Last month the 2018 Edelman Trust Barometer revealed that 74% of Australians trust the businesses that they work for, an increase of 20 points from the previous year. In addition, 64% of those surveyed say that CEOs should take the lead on change rather than waiting for government to impose it, while 69% say that building a trusted company should be top priority for CEOs.
This signals that enterprise must take more concrete steps in making positive changes in the country, an important conclusion from the annual global survey which expressed concern for “a world of seemingly stagnant distrust.”
The onus is on CEOs to become authorities on issues and policy, as 84% expect CEOs to inform conversations and policy debates on issues such as jobs, the economy, automation, regulations and globalisation. Business credibility on issues is high; people are as likely to believe major corporations as major news organisations.

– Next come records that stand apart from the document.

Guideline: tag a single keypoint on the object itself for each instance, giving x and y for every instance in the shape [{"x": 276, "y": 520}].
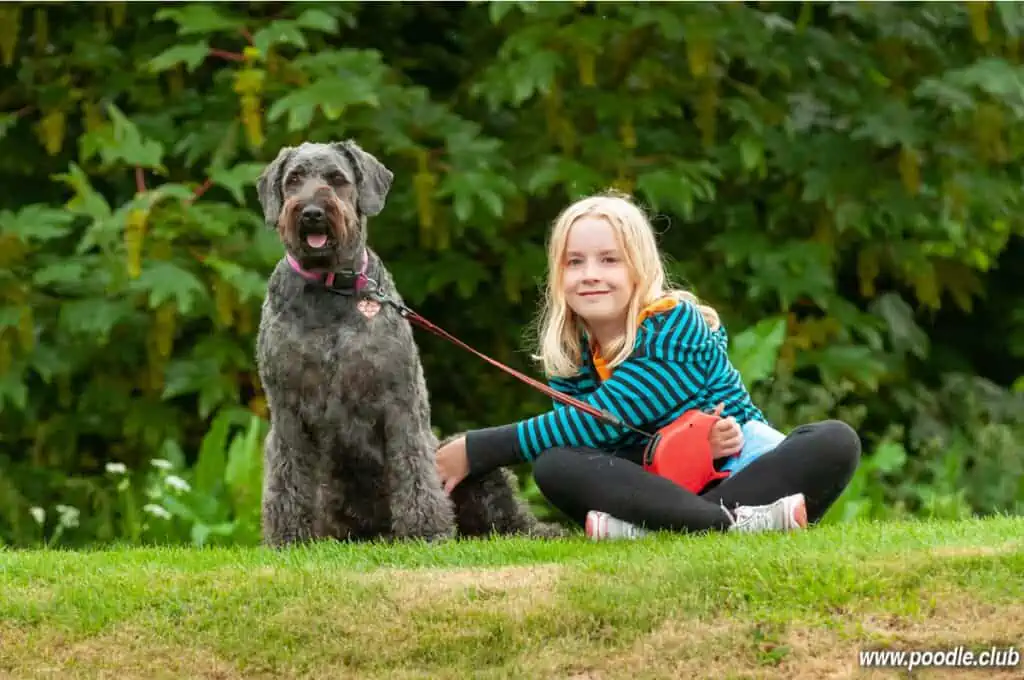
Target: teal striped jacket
[{"x": 678, "y": 364}]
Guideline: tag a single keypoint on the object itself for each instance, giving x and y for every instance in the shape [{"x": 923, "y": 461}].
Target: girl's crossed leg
[{"x": 816, "y": 460}]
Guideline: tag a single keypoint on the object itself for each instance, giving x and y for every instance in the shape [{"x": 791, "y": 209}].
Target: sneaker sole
[
  {"x": 594, "y": 525},
  {"x": 800, "y": 513}
]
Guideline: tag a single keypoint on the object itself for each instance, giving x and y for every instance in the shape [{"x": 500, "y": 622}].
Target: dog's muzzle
[{"x": 313, "y": 227}]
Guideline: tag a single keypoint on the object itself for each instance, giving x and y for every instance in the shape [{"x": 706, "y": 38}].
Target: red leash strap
[{"x": 555, "y": 394}]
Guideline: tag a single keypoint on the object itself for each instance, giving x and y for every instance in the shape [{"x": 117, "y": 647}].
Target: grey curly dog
[{"x": 350, "y": 452}]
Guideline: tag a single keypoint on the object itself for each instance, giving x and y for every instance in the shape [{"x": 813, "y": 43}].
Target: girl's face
[{"x": 596, "y": 281}]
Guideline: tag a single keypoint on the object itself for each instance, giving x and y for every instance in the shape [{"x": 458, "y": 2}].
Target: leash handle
[{"x": 546, "y": 389}]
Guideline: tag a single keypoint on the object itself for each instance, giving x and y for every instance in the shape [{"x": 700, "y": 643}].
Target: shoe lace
[{"x": 756, "y": 517}]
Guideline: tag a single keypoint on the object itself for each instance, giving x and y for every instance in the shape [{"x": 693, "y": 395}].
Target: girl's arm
[{"x": 662, "y": 376}]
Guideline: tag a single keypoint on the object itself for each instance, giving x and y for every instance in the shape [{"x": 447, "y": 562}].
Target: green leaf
[
  {"x": 903, "y": 331},
  {"x": 317, "y": 19},
  {"x": 166, "y": 281},
  {"x": 36, "y": 222},
  {"x": 200, "y": 18},
  {"x": 93, "y": 316},
  {"x": 282, "y": 31},
  {"x": 62, "y": 272},
  {"x": 888, "y": 458},
  {"x": 192, "y": 55},
  {"x": 7, "y": 121},
  {"x": 334, "y": 92},
  {"x": 250, "y": 285},
  {"x": 212, "y": 460},
  {"x": 755, "y": 350},
  {"x": 86, "y": 200},
  {"x": 13, "y": 392},
  {"x": 120, "y": 140},
  {"x": 238, "y": 177}
]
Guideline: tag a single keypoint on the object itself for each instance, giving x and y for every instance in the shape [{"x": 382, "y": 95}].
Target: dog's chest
[{"x": 352, "y": 359}]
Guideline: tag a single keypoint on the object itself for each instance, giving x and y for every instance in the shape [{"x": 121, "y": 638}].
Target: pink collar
[{"x": 328, "y": 279}]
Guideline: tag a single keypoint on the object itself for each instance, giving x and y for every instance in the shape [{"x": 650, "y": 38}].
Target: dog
[{"x": 350, "y": 454}]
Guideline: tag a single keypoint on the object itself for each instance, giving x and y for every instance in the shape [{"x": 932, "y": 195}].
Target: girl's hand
[
  {"x": 453, "y": 464},
  {"x": 726, "y": 437}
]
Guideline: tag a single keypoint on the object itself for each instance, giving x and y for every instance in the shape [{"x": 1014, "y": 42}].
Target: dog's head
[{"x": 318, "y": 197}]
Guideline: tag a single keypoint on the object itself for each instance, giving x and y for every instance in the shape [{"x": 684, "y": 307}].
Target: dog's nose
[{"x": 311, "y": 214}]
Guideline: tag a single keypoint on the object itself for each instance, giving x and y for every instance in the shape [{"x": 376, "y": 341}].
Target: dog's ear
[
  {"x": 374, "y": 178},
  {"x": 268, "y": 186}
]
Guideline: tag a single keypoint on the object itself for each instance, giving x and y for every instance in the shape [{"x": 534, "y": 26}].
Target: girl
[{"x": 614, "y": 335}]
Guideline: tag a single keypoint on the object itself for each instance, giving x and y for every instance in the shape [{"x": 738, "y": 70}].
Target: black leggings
[{"x": 817, "y": 459}]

Overall, trust has declined in all four Australian institutions (government, business, NGO and media), scoring 40 points in the Trust Index among the general population and 55 points among the informed public, which places Australia at the bottom half of the 28 markets in the survey.
Media is the least trusted institution globally, but even more alarmingly, only 31% of Australians trust media in general, making it the second lowest among all countries polled. 7 in 10 Australians worry about fake news being used as a weapon, and 52% trust journalism vs 35% in platforms (social media, search engine results).